Many Australian companies are paying 30 percent more or less than they should be for software licensing, a software vendor said.
Phil Hare, regional managing director for UK-based IT inventory and tracking software vendor Centennial Software, said most of its customers over the last six months had been found to have either 30 percent more software licenses than they needed or were the same amount short.
He did not give actual figures but claimed "the vast majority" were failing to accurately inventory their software and buy the appropriate number and type of software licences as a result.
While that might seem a trivial issue, companies that could accurately inventory their software -- and hardware -- had the tools to manage it better, potentially reducing risk and saving money.
Meanwhile, regulatory compliance and corporate governance were becoming bigger issues, Hare said.
"Within organisations, both employees and managers can expose themselves to risks [as a result]," he said.
Centennial Software sells IT asset inventory and tracking applications that can tell users what software they have on their network-attached devices, what brand it is and whether it is licensable.
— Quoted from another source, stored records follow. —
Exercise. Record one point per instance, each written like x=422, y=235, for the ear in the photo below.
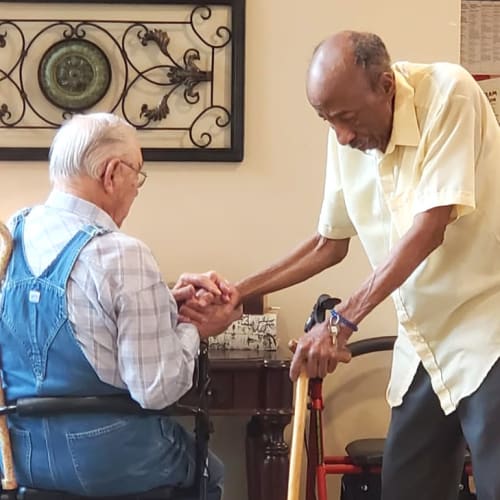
x=108, y=175
x=387, y=83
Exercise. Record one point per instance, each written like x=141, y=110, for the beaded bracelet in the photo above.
x=338, y=318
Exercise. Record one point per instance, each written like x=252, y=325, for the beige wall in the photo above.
x=237, y=218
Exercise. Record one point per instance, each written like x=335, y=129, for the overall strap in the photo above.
x=18, y=267
x=60, y=268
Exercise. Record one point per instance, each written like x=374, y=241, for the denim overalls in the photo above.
x=105, y=454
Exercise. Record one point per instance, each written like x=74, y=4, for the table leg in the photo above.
x=267, y=457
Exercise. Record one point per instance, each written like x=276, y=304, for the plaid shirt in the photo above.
x=123, y=315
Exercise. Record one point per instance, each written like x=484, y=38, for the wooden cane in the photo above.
x=297, y=447
x=9, y=478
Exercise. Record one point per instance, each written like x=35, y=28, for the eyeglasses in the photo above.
x=141, y=176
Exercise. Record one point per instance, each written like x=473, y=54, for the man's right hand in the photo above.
x=214, y=318
x=319, y=352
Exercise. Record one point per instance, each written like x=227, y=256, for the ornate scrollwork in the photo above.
x=152, y=76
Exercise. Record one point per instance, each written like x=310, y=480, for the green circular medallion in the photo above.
x=74, y=74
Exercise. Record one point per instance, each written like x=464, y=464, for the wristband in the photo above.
x=336, y=318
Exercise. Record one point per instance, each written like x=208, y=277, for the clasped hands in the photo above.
x=208, y=301
x=319, y=352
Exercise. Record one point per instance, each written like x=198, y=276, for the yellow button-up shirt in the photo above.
x=444, y=150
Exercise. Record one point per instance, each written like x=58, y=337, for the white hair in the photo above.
x=84, y=142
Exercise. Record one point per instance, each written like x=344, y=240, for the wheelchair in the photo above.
x=360, y=467
x=48, y=406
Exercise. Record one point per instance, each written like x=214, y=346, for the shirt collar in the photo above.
x=82, y=208
x=405, y=131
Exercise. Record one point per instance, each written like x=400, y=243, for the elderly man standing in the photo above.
x=84, y=311
x=413, y=169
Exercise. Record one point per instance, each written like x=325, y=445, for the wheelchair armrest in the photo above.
x=375, y=344
x=48, y=406
x=45, y=406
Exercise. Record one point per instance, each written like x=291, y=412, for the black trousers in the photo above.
x=424, y=451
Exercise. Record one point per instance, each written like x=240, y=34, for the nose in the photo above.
x=344, y=135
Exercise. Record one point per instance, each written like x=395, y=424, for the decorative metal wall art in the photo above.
x=174, y=70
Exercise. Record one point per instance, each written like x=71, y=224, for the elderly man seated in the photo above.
x=85, y=311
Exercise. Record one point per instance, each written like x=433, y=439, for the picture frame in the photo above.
x=173, y=69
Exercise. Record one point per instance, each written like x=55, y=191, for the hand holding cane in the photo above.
x=318, y=314
x=9, y=479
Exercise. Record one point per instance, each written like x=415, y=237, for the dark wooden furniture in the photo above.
x=257, y=384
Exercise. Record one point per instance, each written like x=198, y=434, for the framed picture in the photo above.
x=172, y=69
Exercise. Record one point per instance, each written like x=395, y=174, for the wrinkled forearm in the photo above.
x=313, y=256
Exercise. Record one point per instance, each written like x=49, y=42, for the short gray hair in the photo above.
x=84, y=142
x=370, y=53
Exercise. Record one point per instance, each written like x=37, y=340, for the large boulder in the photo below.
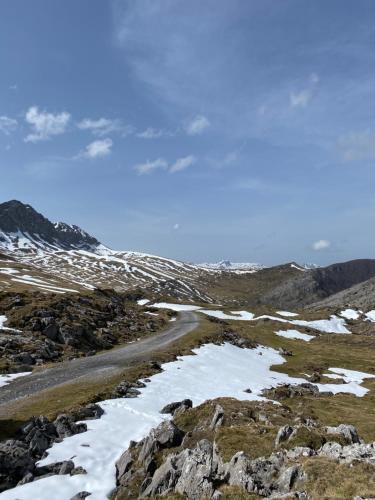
x=15, y=462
It also gives a view of hardware on the network, Hare said.
Adam Shaw, a software asset management specialist in licensing solutions at service provider and Centennial Software reseller Data#3, said many of its customers worried about the problems they had keeping track of their software.
"Customers are coming to us and saying, 'we need to be able to find out what software we have'," he said.
"Many organisations only [inventory their software] once a year and then you've got people running around with freeware they've downloaded, dropping it all in .txt files."
Companies with large numbers of desktops and more mobile workers increasingly needed to ensure scarce resources weren't unnecessarily wasted or inappropriately used. Also, vendors such as Adobe were demanding customers audit themselves and report back, he said.
So products like Centennial Software's Discovery application -- which let users get a virtually instantaneous, real time view of their network assets -- were proving popular, Shaw said.